От напряжения беседы пот показался крупными каплями на его гладком, широком лбу. Но Екатерина ещё не собиралась так скоро отпустить упорного собеседника. Она перешла к вопросам о занятиях Елизаветы, снова вернулась к своей главной мысли… И большого труда стоило Лагарпу отклонять опасное, прямое предложение, какое могла сделать Екатерина: повлиять на Александра в смысле принятия власти помимо отца… В то же время швейцарец умно делал вид, что не понимает довольно прозрачных намёков на это со стороны осторожной собеседницы…
Два часа длилась беседа.
Когда Лагарп, обласканный перед уходом, вышел от императрицы, голова у него кружилась, звенело в ушах от прилива крови. Но он был доволен собой и горд.
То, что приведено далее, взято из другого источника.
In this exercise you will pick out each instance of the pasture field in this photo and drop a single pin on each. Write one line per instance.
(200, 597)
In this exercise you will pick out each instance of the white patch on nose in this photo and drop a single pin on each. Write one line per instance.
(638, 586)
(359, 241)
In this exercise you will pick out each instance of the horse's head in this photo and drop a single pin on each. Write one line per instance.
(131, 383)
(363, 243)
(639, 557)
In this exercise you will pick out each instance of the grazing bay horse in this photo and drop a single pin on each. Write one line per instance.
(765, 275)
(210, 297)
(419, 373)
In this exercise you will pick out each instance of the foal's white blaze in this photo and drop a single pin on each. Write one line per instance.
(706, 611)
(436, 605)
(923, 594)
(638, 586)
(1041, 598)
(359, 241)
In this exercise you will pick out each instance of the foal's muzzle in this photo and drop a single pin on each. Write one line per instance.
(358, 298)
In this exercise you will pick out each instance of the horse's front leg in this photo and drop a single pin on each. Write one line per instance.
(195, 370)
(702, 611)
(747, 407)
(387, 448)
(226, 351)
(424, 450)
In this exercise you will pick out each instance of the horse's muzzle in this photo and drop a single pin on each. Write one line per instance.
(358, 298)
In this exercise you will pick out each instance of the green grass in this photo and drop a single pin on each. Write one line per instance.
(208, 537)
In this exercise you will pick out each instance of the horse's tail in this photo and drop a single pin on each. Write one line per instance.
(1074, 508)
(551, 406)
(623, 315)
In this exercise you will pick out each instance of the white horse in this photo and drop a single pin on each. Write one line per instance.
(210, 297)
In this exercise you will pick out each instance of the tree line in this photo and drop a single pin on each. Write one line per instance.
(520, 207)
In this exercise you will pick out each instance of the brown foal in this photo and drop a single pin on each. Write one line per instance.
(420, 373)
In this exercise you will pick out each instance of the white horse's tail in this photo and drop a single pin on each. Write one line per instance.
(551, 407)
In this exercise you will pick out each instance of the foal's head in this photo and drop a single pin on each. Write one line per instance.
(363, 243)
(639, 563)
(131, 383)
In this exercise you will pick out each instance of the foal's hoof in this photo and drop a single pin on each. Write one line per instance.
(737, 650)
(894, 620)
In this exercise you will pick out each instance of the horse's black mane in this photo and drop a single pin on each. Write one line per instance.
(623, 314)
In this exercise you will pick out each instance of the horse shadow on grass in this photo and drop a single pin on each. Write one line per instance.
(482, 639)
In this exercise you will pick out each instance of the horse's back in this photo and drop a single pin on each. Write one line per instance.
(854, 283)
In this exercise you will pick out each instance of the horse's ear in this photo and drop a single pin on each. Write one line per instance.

Искус был выдержан до конца, и он вышел, как вошёл, ничего не поняв, ни на что не дав косвенного согласия, отклонив всякую возможность прямой постановки вопроса об участии в деле, которого опасался и принять на себя не желал…
— Нет, ты слышал, генерал?! — обратилась Екатерина к Зубову, который показался из алькова, едва Лагарп скрылся за дверьми. — Каков гусь? Он преопасная голова, этот философ из швейцарской деревушки. Очевидно, изволил задумать какую-то особливую игру. И вести её желает за собственный счёт. Поглядим, вызнаем. И ежели это так?!
— Угадала, матушка моя. Я даже знаю… — начал Зубов, давно невзлюбивший Лагарпа.
— Добро, добро! — перебила Екатерина. — Потом ужо… Я погляжу всё-таки. Быть может, на деле он окажется понятливее и сговорчивее, чем на словах. Стесняется прямо принять сделку. За свою долгую службу империи я видела и таких. Говорит: «Нет!» Делает: «Да!» Но ежели что-либо иное?..
— Вы отошлёте его, выгоните вон зазнайку?!
— О нет! Дадим ему почётную отставку «за ненадобностью». Назначим приличный пенсион… там, где он будет проживать, за рубежом, вне России… Чтобы не слишком ругал нас и нашу «дикую» страну…
Так и случилось ровно через год, когда Екатерина убедилась, что швейцарец не только не помогает её планам, но даже старается сблизить Александра с Павлом, чего особенно не хотела императрица.